The Centers for Medicare and Medicaid Services (CMS) plans to make an exception to its current policy to cover costs for COVID-19 vaccines. The Hill reports, Medicare and Medicaid don’t typically pay for vaccines that receive emergency use authorization. Vaccine developers are expected to apply for the emergency authorization before the end of 2020, which allows vaccine distribution before official FDA approval.
The General Services Administration (GSA) is adding new cybersecurity requirements to its contracts. According to FCW, these new protections are based on the Cybersecurity Maturity Model Certification (CMMC) requirements used by the Department of Defense. The change comes as cybersecurity and supply chain risks rise in response to new technologies.

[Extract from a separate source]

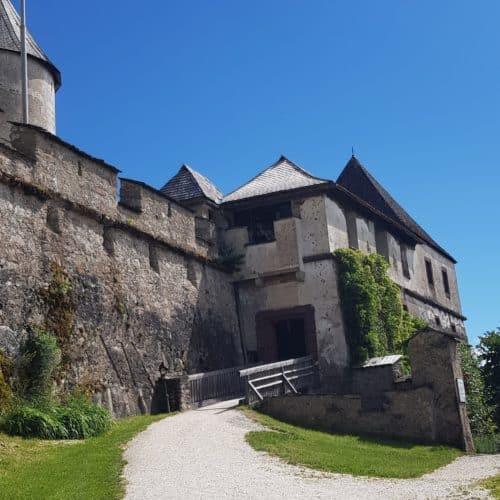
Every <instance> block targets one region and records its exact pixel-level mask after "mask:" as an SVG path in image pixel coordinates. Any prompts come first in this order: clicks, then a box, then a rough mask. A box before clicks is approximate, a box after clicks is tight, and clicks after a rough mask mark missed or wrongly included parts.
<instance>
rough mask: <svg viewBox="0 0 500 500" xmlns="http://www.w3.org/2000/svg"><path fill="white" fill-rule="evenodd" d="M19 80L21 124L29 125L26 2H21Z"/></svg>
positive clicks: (27, 61) (23, 1)
mask: <svg viewBox="0 0 500 500" xmlns="http://www.w3.org/2000/svg"><path fill="white" fill-rule="evenodd" d="M21 80H22V92H23V94H22V99H23V102H22V107H23V123H25V124H28V123H29V99H28V53H27V50H26V0H21Z"/></svg>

State unemployment systems have struggled to keep up as millions filed for unemployment during the pandemic. According to Route Fifty, a new report lays out basic improvements that states can make to improve the user experience without a full overhaul. These include 24/7 filing, online password resets, mobile-friendly sites, call-back systems or chatbots to lower wait time, using a triage business model that frees up more experienced employees, and translating materials into commonly used languages.
FedScoop reports that a source code repository should help federal agencies start DevSecOps processes. The code, plus access to technology that allows collaboration on source code management, will help a working group create a software pattern. This integrated, continuous delivery software pattern will help agencies leverage automation and include working code snippets.
The Shared Services Leadership Coalition recently released a set of recommendations to improve government shared services. According to Federal News Network, the recommendations are part of a long-term effort to implement shared services for human resources, finances, and more sectors across government agencies. The coalition believes results will depend on both leadership and funding being committed to the effort.